BUFFALO, N.Y. (WIVB) — A rally Friday on the city’s west side was another sign of reaction to what many believe is a new approach to immigration enforcement from President Donald Trump.

And while federal officials are denying any change in policy, some in the local faith, labor and legal communities said two busts in the Buffalo area just this week shouldn’t be considered coincidental.

“We will stand and resist because we honor the dignity of all,” said Justo Gonzalez II, the pastor at Pilgrim-St. Luke’s.

Friday’s event came in the wake of two immigration busts this week.

The first happened in Hamburg on Monday evening, when 23 people were detained for allegedly being in the country illegally. Those men from various countries were working at a construction site off Southwestern Boulevard, whose general contractor is DGA Builders of Rochester. Members of the company declined comment when reached on Thursday.

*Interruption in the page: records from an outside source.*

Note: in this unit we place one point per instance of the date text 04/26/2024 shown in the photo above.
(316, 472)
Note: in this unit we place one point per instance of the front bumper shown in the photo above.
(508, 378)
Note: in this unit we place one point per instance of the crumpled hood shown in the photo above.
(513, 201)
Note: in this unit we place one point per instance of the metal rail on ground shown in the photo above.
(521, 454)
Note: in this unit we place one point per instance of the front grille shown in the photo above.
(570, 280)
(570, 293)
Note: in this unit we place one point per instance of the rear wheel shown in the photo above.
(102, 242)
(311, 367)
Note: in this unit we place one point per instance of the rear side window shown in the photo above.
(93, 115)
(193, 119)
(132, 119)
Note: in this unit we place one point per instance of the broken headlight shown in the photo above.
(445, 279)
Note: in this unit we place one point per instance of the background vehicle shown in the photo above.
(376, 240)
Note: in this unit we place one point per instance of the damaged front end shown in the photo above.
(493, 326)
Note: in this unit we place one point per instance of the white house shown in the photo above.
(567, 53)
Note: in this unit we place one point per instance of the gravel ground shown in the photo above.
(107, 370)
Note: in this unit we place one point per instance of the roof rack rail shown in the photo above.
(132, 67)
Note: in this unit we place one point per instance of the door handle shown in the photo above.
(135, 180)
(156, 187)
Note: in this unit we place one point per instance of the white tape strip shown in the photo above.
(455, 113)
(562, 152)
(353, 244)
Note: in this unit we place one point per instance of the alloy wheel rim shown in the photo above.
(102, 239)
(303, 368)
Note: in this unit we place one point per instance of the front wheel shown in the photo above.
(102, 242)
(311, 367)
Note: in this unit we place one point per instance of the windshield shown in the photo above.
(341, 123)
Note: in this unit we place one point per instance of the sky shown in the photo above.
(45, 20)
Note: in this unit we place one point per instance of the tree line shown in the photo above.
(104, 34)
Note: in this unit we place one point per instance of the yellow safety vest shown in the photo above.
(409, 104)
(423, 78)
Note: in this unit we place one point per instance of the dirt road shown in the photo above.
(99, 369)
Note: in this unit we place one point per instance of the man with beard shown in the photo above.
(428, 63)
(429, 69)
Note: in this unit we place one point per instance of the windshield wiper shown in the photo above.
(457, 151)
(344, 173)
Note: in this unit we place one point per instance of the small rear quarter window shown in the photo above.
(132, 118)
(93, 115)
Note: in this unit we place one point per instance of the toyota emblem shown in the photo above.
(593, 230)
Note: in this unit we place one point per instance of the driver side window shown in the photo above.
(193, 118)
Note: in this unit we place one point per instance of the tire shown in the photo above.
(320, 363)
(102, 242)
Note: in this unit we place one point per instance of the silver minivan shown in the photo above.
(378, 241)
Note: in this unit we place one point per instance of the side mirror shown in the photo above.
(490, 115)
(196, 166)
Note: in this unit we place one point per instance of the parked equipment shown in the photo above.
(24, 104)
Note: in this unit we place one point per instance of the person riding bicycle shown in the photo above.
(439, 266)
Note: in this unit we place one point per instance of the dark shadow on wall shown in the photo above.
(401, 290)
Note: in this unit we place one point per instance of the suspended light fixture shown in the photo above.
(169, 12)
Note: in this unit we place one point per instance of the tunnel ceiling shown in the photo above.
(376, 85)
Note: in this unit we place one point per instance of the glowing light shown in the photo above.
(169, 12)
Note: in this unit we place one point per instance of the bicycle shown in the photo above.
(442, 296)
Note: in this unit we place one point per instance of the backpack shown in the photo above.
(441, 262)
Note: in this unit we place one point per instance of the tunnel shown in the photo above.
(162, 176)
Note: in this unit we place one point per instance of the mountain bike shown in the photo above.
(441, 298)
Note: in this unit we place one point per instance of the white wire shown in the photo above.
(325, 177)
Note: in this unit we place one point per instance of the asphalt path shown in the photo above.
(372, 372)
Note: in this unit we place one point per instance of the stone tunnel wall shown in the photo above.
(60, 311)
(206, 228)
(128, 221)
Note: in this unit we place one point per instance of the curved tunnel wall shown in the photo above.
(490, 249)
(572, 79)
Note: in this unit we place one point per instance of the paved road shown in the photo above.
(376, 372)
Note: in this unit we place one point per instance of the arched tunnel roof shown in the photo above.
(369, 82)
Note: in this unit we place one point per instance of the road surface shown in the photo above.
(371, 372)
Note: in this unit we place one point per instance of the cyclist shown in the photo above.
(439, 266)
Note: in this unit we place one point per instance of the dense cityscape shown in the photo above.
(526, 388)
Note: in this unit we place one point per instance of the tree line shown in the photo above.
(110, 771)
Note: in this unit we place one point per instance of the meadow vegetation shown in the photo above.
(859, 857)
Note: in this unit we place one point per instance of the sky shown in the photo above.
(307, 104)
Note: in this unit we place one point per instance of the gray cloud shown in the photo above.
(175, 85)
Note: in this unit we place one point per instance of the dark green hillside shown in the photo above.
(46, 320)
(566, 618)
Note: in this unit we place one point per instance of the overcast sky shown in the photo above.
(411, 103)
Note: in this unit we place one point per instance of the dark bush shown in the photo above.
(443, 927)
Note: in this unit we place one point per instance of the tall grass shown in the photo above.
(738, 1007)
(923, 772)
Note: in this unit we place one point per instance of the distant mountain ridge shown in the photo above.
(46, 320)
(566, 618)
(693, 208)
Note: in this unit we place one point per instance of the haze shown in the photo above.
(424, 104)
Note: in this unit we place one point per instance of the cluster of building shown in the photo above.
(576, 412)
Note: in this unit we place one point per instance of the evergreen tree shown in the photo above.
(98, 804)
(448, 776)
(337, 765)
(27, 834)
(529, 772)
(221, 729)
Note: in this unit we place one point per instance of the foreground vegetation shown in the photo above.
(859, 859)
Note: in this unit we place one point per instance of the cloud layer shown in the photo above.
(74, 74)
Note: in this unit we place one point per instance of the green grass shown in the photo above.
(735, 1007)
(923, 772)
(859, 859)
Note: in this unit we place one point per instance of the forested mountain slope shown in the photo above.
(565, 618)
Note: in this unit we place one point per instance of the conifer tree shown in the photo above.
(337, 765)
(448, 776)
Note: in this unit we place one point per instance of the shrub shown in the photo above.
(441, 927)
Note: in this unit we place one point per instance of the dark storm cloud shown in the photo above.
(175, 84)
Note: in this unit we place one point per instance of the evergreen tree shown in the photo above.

Two days later, another nine were charged with immigration violations after a bust on Grand Island. It’s believed the men were living and working on the island, and at least one of them was a convicted sex offender who had been previously deported from the United States.

Ralliers say the recent activity is the result of a new edict from the White House, one they will not only protest, but work to actively subvert.

“We want to make it clear that anyone who fears Border Patrol or ICE or any fear of being threatened or stopped will always find a safe and sacred space within our midst, and our doors will be open,” Gonzalez said.

Anjana Malhotra is an associate professor at the University at Buffalo Law School, who specializes in immigration and civil rights.

“The CBP has not been involved in extensive interior enforcement. This is new,” she said. “(President) Obama had a significant deportation program. And he prioritized how (the Department of Homeland Security) DHS should enforce immigration law. … This is an American tradition.”

However, Malhotra said it sets a “troubling” precedent, especially since both of the Buffalo-area busts were the result of tips from the public followed by CBP investigations.

“It opens up really troubling questions because it invites community members to just act on their own suspicion,” she said. “There’s serious concern that DHS has instructed its agents, or allowed its  agents to act outside the law, to act outside the constitutional rights of all people.”

Officials from Customs and Border Protection have said multiple times this week any recent action has nothing to do with the new administration. And they’ve been adamant there’s no new presidential directive. The laws on the books remain the same.

Malhotra isn’t buying it.

“It’s another way that Trump has moved immigration policy from evaluating cases according to our national priorities and shared values to a dragnet, to an indiscriminate dragnet,” she said. “And it’s really troubling.”

Early Friday, the White House denied a report that up to 100,000 members of the National Guard would be mobilized to help enforce immigration laws.

Officials from the CBP said the same, and that they had “not been provided with any information regarding the use of NG personnel to address immigration matters.”